I love homemade challah.
I’ll be honest, my first attempts tasted floury, yeasty, or dense and heavy.
But after a few false starts, I figured it out, and now my favourite part of the Shabbos meal is a piece of steaming hot, fresh challah with some homemade dips.
It’s Friday afternoon, and my challah dough is ready to be shaped.
I’m running late, and not really feeling the spiritual power of the moment. I just want to make the bracha, separate a piece of challah, and braid those loaves as fast as possible, before I need to pick up my girls from school.
As I am about to start, my four-year-old wanders in.
“Yes!” He exclaims. “We are making challah.”
I know. I know. I should be thrilled that my son is so eager to help his mother and do a mitzvah. But all I can see are my dreams of speed braiding 10 loaves of challah fading away and being replaced by flour everywhere and sticky, doughy hands.
My son dutifully washes his hands with soap and water, spraying the kitchen floor in the process, all the better to mix with the inevitable sprinkling of flour soon to follow.
His hands still have marker all over them, but his face is shining as he stands on a chair next to me. His hands look so small next to mine as we place them over the challah.
I’ve been asked to have people in mind for a speedy recovery as I make the blessing over the challah dough.
I’m still stressed and rushing, but looking at my son’s wide eyes and spread fingers over the dough helps centre my thoughts.
I recite names for recovery and the bracha, carefully separating a piece of the dough. My son is completely immersed in the moment, barely blinking, as he listens to every word, whispering a soft “amen”.
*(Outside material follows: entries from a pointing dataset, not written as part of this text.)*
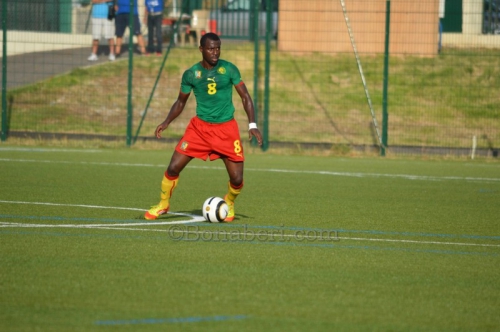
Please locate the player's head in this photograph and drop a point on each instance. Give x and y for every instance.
(210, 49)
(208, 36)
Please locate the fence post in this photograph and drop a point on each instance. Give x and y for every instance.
(4, 71)
(130, 71)
(385, 114)
(256, 64)
(269, 32)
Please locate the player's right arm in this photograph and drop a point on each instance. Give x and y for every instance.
(175, 111)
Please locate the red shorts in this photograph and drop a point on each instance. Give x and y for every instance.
(211, 140)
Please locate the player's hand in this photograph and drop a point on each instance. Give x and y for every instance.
(161, 127)
(255, 133)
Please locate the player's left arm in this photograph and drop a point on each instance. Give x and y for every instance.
(249, 109)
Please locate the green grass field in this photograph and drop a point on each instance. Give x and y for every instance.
(318, 244)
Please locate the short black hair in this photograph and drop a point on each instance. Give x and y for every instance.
(209, 35)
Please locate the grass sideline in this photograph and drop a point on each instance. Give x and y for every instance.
(414, 244)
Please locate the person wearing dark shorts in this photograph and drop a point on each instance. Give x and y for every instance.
(122, 22)
(213, 133)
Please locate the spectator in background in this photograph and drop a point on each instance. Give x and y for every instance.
(102, 26)
(122, 22)
(154, 17)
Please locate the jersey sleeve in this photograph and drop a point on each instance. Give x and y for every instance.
(235, 74)
(187, 82)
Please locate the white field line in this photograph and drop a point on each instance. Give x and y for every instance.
(184, 234)
(347, 174)
(193, 218)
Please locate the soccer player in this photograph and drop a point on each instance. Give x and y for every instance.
(213, 133)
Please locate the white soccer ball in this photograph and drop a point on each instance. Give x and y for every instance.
(215, 209)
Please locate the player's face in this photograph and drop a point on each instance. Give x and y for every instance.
(211, 52)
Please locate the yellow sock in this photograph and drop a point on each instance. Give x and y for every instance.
(233, 192)
(168, 185)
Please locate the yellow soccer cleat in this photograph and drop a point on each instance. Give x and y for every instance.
(155, 212)
(230, 214)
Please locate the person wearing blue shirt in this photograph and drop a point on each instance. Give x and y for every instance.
(122, 21)
(102, 26)
(154, 14)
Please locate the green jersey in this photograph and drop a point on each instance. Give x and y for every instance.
(213, 89)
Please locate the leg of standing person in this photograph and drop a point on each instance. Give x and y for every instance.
(150, 22)
(121, 23)
(168, 184)
(138, 34)
(109, 35)
(96, 34)
(235, 184)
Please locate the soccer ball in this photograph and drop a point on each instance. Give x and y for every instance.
(215, 209)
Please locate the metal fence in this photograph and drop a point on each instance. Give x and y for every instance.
(325, 74)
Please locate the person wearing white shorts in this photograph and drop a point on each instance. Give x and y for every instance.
(102, 27)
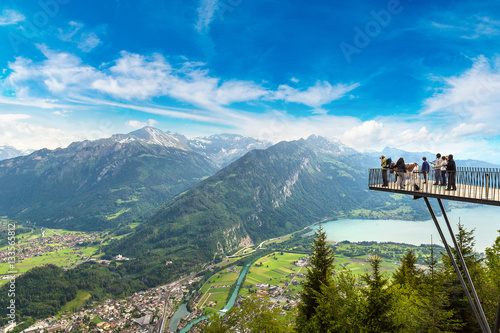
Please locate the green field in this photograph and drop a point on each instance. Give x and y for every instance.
(214, 292)
(274, 269)
(75, 304)
(65, 257)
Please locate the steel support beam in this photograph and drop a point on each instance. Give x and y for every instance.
(484, 325)
(464, 267)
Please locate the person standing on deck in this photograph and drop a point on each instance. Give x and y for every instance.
(383, 163)
(425, 168)
(401, 166)
(444, 162)
(437, 169)
(451, 169)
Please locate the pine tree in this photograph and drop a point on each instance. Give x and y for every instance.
(458, 300)
(318, 276)
(379, 301)
(435, 313)
(407, 274)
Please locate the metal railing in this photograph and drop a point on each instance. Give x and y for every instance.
(471, 183)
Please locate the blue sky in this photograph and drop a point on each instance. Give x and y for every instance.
(416, 75)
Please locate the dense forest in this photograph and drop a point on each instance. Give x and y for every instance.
(412, 300)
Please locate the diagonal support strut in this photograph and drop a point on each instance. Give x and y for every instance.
(476, 307)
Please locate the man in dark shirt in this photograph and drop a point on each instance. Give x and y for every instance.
(451, 169)
(425, 168)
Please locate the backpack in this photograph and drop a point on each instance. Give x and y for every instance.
(388, 162)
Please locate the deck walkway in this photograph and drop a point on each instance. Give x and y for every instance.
(476, 185)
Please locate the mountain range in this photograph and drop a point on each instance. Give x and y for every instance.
(98, 185)
(194, 200)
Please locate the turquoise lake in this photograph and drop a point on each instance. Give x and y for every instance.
(485, 220)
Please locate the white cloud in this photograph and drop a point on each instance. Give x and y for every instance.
(11, 117)
(62, 113)
(23, 132)
(141, 124)
(59, 72)
(473, 96)
(206, 13)
(10, 17)
(316, 96)
(85, 40)
(472, 28)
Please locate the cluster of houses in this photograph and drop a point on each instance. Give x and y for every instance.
(42, 245)
(141, 312)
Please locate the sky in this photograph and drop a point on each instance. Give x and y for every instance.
(414, 75)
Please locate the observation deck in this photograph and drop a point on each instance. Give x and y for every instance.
(475, 185)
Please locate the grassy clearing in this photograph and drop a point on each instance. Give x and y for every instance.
(120, 212)
(66, 257)
(274, 269)
(75, 304)
(216, 289)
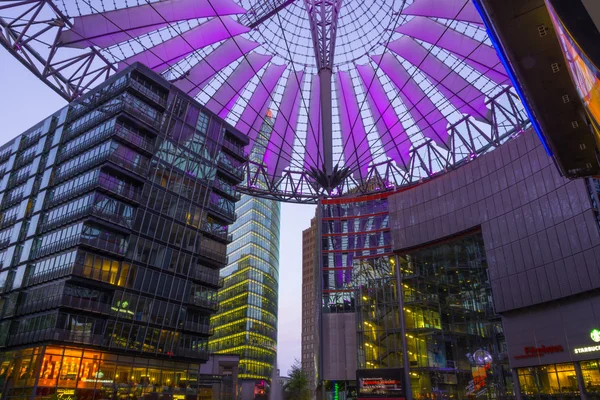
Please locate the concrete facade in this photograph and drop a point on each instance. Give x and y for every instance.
(540, 230)
(541, 239)
(339, 338)
(309, 296)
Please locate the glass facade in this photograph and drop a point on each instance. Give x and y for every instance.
(455, 347)
(114, 229)
(246, 323)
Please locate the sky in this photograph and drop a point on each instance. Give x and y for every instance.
(25, 100)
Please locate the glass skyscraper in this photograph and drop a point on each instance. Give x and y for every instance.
(246, 323)
(114, 217)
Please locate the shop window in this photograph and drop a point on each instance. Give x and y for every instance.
(591, 375)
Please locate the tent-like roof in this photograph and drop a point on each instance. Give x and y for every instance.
(365, 95)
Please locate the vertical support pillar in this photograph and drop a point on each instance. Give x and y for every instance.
(516, 384)
(325, 75)
(582, 391)
(405, 361)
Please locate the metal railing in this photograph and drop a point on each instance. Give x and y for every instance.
(148, 93)
(139, 168)
(222, 210)
(134, 138)
(118, 248)
(234, 148)
(237, 172)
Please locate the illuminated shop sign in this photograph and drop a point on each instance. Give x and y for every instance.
(589, 349)
(595, 336)
(381, 383)
(533, 352)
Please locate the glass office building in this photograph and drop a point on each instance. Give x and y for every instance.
(114, 217)
(246, 323)
(448, 333)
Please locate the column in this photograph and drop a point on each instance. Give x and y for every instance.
(516, 385)
(582, 392)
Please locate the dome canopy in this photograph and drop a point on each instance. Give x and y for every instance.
(362, 95)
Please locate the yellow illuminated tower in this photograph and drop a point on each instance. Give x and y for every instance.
(246, 323)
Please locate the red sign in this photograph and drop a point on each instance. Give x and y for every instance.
(532, 352)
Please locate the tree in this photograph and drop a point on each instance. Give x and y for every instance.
(297, 388)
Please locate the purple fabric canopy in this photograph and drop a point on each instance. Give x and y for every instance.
(461, 10)
(174, 50)
(392, 134)
(429, 119)
(112, 27)
(479, 56)
(200, 74)
(226, 96)
(279, 151)
(461, 93)
(253, 116)
(356, 145)
(314, 144)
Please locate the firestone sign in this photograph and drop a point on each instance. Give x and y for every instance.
(533, 352)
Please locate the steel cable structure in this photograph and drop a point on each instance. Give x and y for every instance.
(366, 96)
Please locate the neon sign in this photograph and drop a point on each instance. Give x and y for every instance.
(532, 352)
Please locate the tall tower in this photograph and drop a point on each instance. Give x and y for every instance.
(113, 228)
(246, 323)
(309, 293)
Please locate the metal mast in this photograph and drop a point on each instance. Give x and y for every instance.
(323, 17)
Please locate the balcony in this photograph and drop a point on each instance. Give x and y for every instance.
(234, 149)
(218, 234)
(24, 159)
(16, 180)
(98, 99)
(223, 211)
(140, 115)
(84, 304)
(123, 190)
(206, 303)
(236, 172)
(118, 248)
(206, 275)
(90, 210)
(81, 147)
(29, 140)
(5, 155)
(4, 243)
(149, 94)
(213, 255)
(107, 113)
(133, 138)
(195, 354)
(140, 168)
(226, 190)
(197, 327)
(8, 202)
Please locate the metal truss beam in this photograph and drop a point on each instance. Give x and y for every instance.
(262, 11)
(467, 140)
(35, 22)
(323, 17)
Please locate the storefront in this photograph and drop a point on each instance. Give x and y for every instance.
(554, 349)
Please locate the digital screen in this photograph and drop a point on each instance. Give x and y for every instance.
(584, 73)
(381, 383)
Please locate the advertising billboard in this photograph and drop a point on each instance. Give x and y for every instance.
(585, 75)
(381, 384)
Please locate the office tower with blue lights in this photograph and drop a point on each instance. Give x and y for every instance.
(113, 227)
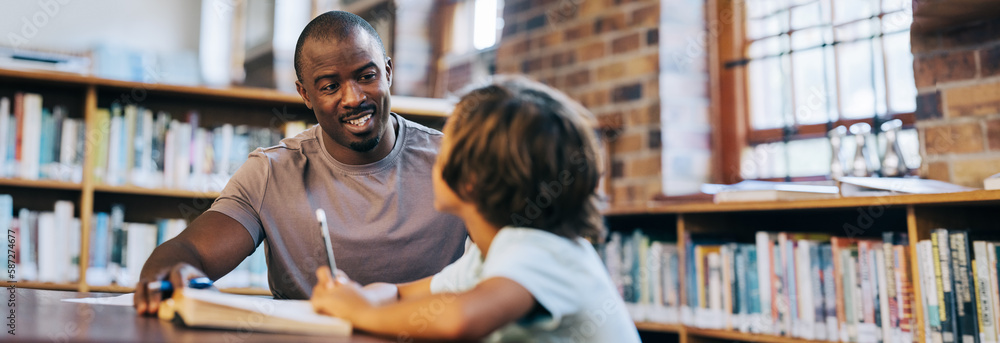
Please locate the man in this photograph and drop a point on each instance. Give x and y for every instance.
(369, 169)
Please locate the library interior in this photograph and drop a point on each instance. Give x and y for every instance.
(778, 171)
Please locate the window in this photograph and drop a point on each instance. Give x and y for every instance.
(477, 25)
(813, 65)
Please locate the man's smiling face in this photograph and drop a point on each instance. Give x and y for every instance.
(346, 84)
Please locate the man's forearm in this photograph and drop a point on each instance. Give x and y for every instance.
(169, 254)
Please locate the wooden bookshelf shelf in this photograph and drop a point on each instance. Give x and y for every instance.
(126, 289)
(160, 192)
(744, 337)
(41, 285)
(980, 196)
(48, 184)
(658, 327)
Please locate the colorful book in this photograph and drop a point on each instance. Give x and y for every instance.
(965, 305)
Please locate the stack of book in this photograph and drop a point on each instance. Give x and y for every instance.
(39, 142)
(134, 146)
(646, 273)
(959, 283)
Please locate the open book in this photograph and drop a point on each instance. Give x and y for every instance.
(751, 190)
(212, 309)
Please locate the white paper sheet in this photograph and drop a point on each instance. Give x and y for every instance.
(121, 300)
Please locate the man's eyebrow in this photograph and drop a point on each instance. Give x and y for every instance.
(334, 75)
(325, 76)
(366, 66)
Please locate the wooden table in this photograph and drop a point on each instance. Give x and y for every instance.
(41, 316)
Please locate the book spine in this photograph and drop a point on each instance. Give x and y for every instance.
(806, 310)
(829, 293)
(852, 302)
(867, 326)
(883, 297)
(965, 307)
(987, 323)
(5, 123)
(816, 281)
(929, 276)
(763, 263)
(742, 291)
(888, 241)
(991, 253)
(945, 280)
(19, 132)
(904, 293)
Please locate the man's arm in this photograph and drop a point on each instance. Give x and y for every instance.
(212, 245)
(489, 306)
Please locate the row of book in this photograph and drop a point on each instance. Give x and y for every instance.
(137, 147)
(39, 142)
(46, 247)
(802, 285)
(646, 273)
(961, 298)
(134, 145)
(814, 286)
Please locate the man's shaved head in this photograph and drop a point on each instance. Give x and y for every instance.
(333, 25)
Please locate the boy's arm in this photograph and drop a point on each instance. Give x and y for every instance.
(489, 306)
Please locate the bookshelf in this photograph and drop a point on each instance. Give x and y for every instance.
(82, 95)
(916, 215)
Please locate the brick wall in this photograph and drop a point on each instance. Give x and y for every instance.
(957, 73)
(607, 55)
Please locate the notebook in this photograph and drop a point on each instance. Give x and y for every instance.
(212, 309)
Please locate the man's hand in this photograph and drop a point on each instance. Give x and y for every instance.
(339, 297)
(147, 302)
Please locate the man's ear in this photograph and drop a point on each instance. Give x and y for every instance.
(302, 93)
(388, 70)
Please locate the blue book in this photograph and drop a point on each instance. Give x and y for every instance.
(753, 285)
(829, 292)
(45, 145)
(99, 241)
(791, 283)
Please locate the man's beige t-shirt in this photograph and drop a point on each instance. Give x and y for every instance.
(381, 215)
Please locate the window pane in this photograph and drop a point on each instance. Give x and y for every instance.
(896, 22)
(807, 16)
(811, 96)
(766, 92)
(848, 10)
(811, 38)
(897, 5)
(809, 157)
(899, 66)
(765, 47)
(909, 143)
(769, 26)
(857, 95)
(831, 82)
(764, 161)
(878, 62)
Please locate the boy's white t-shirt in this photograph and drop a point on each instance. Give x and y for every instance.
(565, 276)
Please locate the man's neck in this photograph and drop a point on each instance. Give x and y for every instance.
(348, 156)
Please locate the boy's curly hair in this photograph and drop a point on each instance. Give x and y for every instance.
(526, 155)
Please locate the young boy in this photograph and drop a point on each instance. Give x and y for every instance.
(519, 164)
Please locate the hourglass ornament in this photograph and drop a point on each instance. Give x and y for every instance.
(836, 138)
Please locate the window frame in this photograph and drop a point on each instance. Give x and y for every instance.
(730, 99)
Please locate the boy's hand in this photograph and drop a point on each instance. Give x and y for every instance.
(339, 297)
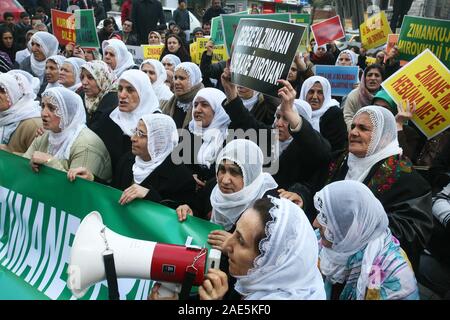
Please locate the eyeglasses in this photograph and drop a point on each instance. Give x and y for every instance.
(138, 133)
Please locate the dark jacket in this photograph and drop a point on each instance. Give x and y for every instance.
(145, 15)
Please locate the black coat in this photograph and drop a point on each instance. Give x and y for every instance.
(169, 184)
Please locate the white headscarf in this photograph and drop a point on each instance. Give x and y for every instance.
(23, 106)
(49, 45)
(124, 59)
(58, 60)
(286, 268)
(353, 57)
(69, 107)
(383, 143)
(148, 102)
(193, 71)
(227, 208)
(215, 134)
(354, 219)
(162, 138)
(76, 64)
(173, 59)
(327, 101)
(162, 91)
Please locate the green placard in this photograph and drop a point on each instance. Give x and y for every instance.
(418, 34)
(39, 216)
(86, 29)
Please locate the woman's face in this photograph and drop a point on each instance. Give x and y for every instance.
(66, 75)
(182, 83)
(344, 60)
(241, 247)
(128, 96)
(315, 96)
(90, 86)
(110, 58)
(37, 51)
(229, 177)
(292, 75)
(150, 71)
(50, 120)
(139, 140)
(7, 39)
(360, 135)
(4, 100)
(373, 80)
(153, 39)
(203, 112)
(282, 125)
(51, 71)
(173, 45)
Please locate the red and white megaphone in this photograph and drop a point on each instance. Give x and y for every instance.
(133, 258)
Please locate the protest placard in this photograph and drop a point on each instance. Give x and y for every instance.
(425, 81)
(230, 23)
(342, 78)
(328, 30)
(263, 53)
(374, 31)
(63, 24)
(418, 34)
(85, 29)
(152, 51)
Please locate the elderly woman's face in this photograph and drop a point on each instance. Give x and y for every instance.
(90, 86)
(150, 71)
(110, 58)
(66, 75)
(50, 120)
(360, 135)
(241, 247)
(203, 112)
(37, 51)
(139, 141)
(128, 96)
(315, 96)
(229, 177)
(181, 82)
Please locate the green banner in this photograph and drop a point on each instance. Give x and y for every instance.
(86, 29)
(40, 214)
(418, 34)
(230, 23)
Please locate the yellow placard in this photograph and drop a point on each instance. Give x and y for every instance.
(425, 81)
(374, 31)
(152, 51)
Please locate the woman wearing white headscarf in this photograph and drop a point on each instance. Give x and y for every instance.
(157, 75)
(43, 46)
(359, 256)
(374, 158)
(327, 117)
(187, 82)
(20, 114)
(116, 55)
(69, 74)
(68, 143)
(136, 98)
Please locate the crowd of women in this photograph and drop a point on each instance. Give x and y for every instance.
(345, 216)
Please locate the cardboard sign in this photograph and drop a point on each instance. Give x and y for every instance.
(425, 81)
(263, 53)
(374, 31)
(63, 24)
(418, 34)
(230, 23)
(328, 30)
(341, 78)
(152, 51)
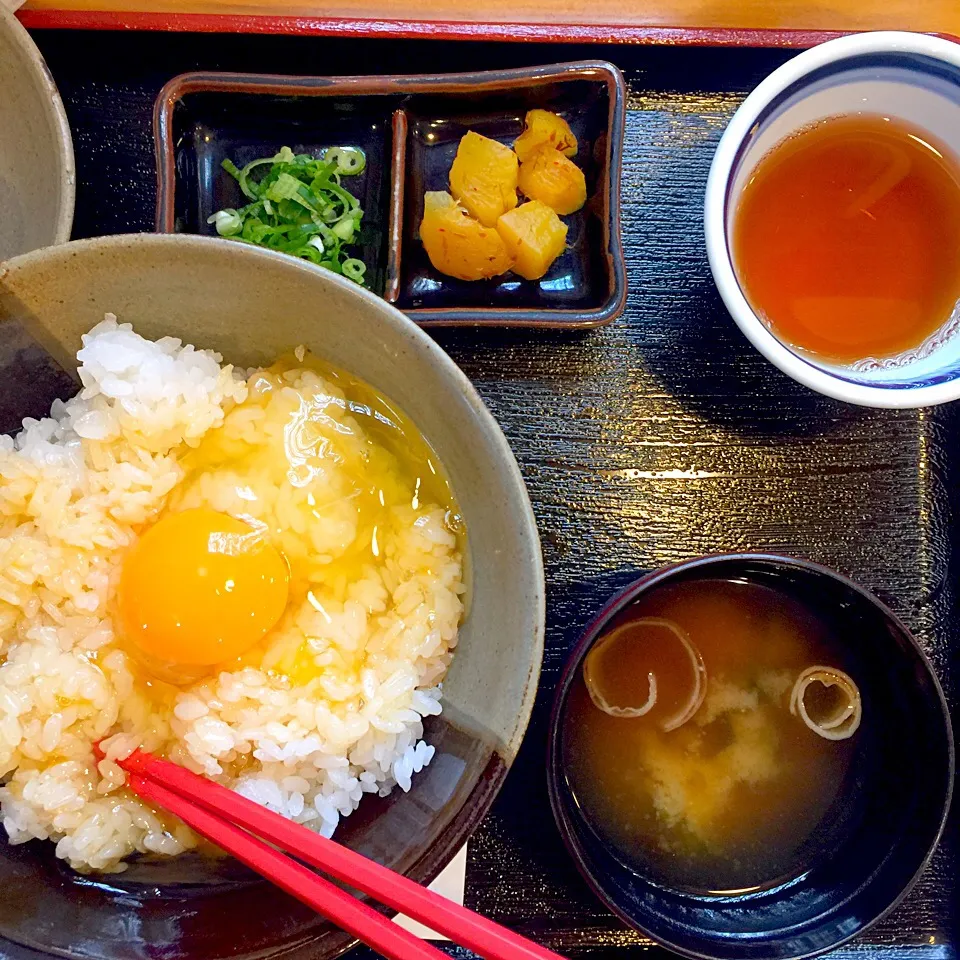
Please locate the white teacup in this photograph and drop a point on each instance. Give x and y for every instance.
(909, 76)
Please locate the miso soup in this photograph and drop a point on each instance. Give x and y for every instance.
(709, 736)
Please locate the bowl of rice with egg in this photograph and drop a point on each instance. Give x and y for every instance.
(254, 521)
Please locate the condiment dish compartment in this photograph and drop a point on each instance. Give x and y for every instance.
(409, 128)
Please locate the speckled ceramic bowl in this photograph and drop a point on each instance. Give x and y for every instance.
(252, 305)
(37, 176)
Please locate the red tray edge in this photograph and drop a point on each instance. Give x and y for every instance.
(413, 29)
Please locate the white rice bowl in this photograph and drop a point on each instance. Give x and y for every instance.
(75, 490)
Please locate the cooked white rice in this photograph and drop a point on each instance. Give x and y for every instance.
(75, 489)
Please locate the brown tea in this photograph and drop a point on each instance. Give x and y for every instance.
(719, 784)
(846, 239)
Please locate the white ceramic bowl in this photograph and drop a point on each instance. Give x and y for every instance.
(37, 175)
(910, 76)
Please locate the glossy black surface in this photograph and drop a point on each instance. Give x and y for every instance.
(894, 799)
(210, 127)
(580, 278)
(662, 436)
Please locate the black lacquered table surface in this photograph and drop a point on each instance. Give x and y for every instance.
(660, 437)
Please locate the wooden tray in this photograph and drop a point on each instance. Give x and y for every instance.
(756, 22)
(659, 437)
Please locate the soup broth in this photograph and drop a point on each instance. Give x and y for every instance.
(740, 794)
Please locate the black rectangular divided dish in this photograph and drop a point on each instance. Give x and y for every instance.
(409, 129)
(210, 127)
(654, 439)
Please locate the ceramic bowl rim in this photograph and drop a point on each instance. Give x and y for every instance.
(464, 821)
(592, 631)
(43, 80)
(715, 201)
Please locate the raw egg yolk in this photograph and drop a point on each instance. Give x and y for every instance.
(201, 587)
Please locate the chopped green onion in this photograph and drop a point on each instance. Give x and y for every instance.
(354, 269)
(228, 222)
(349, 160)
(298, 206)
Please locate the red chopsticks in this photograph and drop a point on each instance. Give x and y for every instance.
(235, 824)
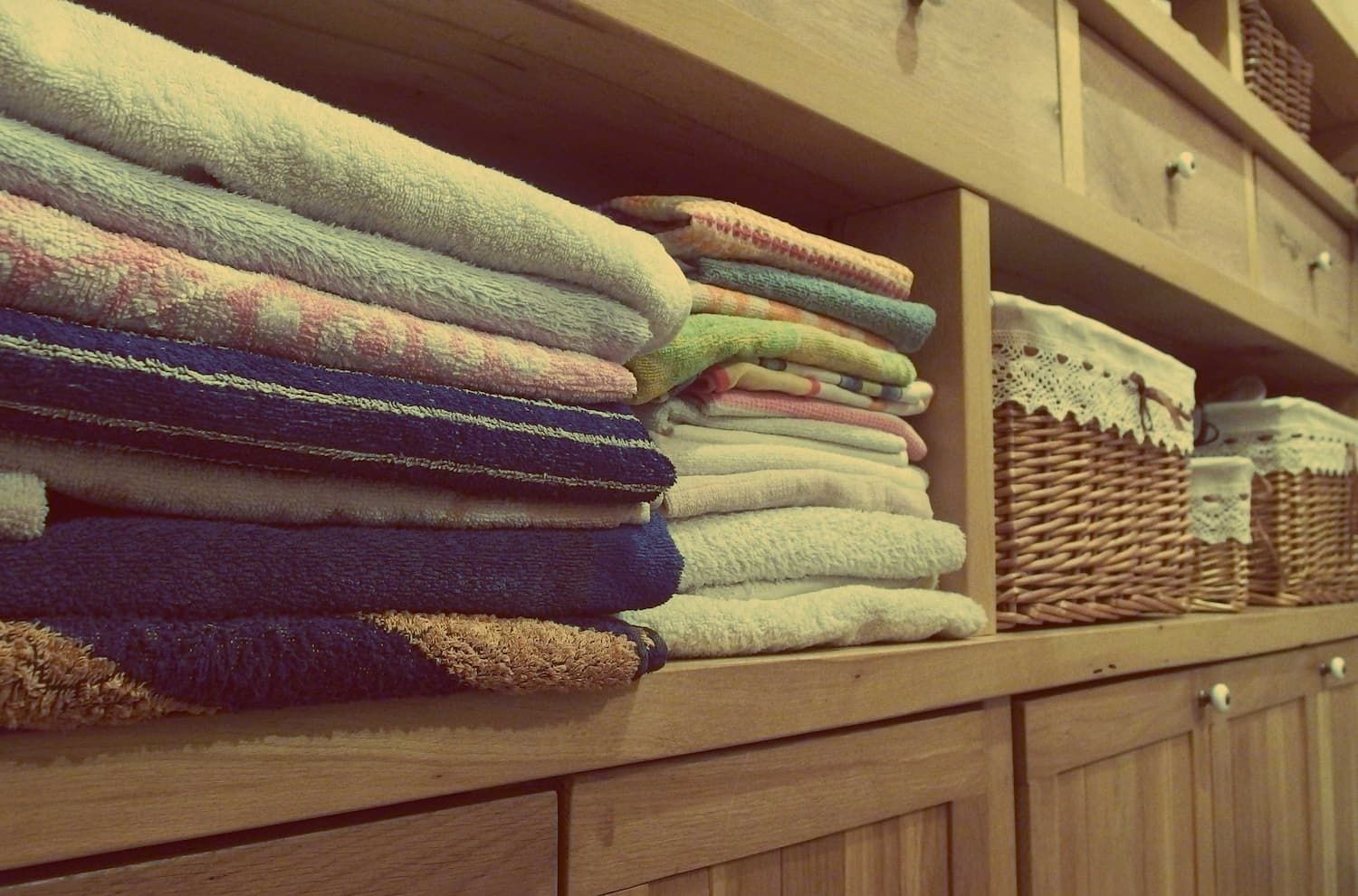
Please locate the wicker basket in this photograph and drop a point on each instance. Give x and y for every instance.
(1091, 470)
(1303, 507)
(1219, 529)
(1276, 71)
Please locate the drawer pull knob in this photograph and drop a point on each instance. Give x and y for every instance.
(1184, 166)
(1217, 697)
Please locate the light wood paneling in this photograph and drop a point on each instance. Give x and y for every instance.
(1134, 127)
(502, 847)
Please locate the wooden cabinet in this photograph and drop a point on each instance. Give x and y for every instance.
(914, 806)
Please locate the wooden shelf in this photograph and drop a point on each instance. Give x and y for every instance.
(184, 778)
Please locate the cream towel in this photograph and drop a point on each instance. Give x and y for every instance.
(765, 489)
(695, 459)
(703, 626)
(108, 84)
(795, 542)
(24, 505)
(178, 486)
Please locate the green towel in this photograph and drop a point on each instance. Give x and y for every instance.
(711, 338)
(906, 323)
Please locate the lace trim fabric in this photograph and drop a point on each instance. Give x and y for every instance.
(1058, 382)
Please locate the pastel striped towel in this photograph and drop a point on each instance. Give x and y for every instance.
(155, 482)
(906, 325)
(70, 382)
(693, 227)
(708, 299)
(770, 405)
(54, 263)
(711, 338)
(250, 235)
(108, 84)
(730, 375)
(65, 672)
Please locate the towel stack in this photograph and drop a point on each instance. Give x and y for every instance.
(799, 510)
(322, 413)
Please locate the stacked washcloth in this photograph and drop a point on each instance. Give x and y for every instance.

I rub my hands with oil and, of course, my son wants some as well. I sprinkle the counter with flour, and start rolling out the dough.
I separate a small piece for my son.
“More, mommy. I want to make a big challah like you.”
I hand him another piece of dough, and quickly roll out and braid three challahs.
I look over at my son, his tongue sticking out of his mouth in concentration. He’s rolled out three ropes of dough and is attempting to braid them.
“Mom, help me make the twisty thing!”
Holding his hands, we carefully weave the strands under and over. Two strands are of similar size, but one is much thinner and longer.
Finally, it is finished. A more lopsided challah I have never seen. But my son’s face! “Look mommy, it’s just like yours!” We carefully place it on the baking sheet.
I return to braiding more challahs.
“Mommy, my hands are dirty. Turn on the sink.”
His hands are covered with sticky challah dough. He rubs them in the water, and now the sink has pieces of dough floating around the water. He dries his hands on a clean hand towel, rubbing wet and still doughy hands all over it.
He takes the rest of his dough and carefully rolls it into one long strand. “I’m making a round one for Rosh Hashanah.”
I’m on my last challah. He’s still shaping his round challah.
I mix an egg to brush on top.
“Please, mommy, can I brush them?”
He moves his chair next to the trays of challah. Carefully dipping the brush into the egg wash, he paints each challah, and most of the trays.
I snap a picture, and post on Instagram.
“What a great egg wash helper,” my sister-in-law messages me almost instantly.
I look around the kitchen. There’s challah in the oven, already filling my house with that special pre-Shabbos scent; there’s trays of challah waiting to go into the oven, with globs of egg wash randomly placed; there’s flour on the counter and on the floor, mixed with water; the sink has blobs of dough stuck to the sides; and I am late to pick up my girls from school.
But my son. He’s in heaven. He’s made challah for Shabbos with mom. I guess he is a great egg wash helper. And a pretty amazing challah baking assistant in general.
He made me present and aware of the power of what I was doing. There’s nothing better than that.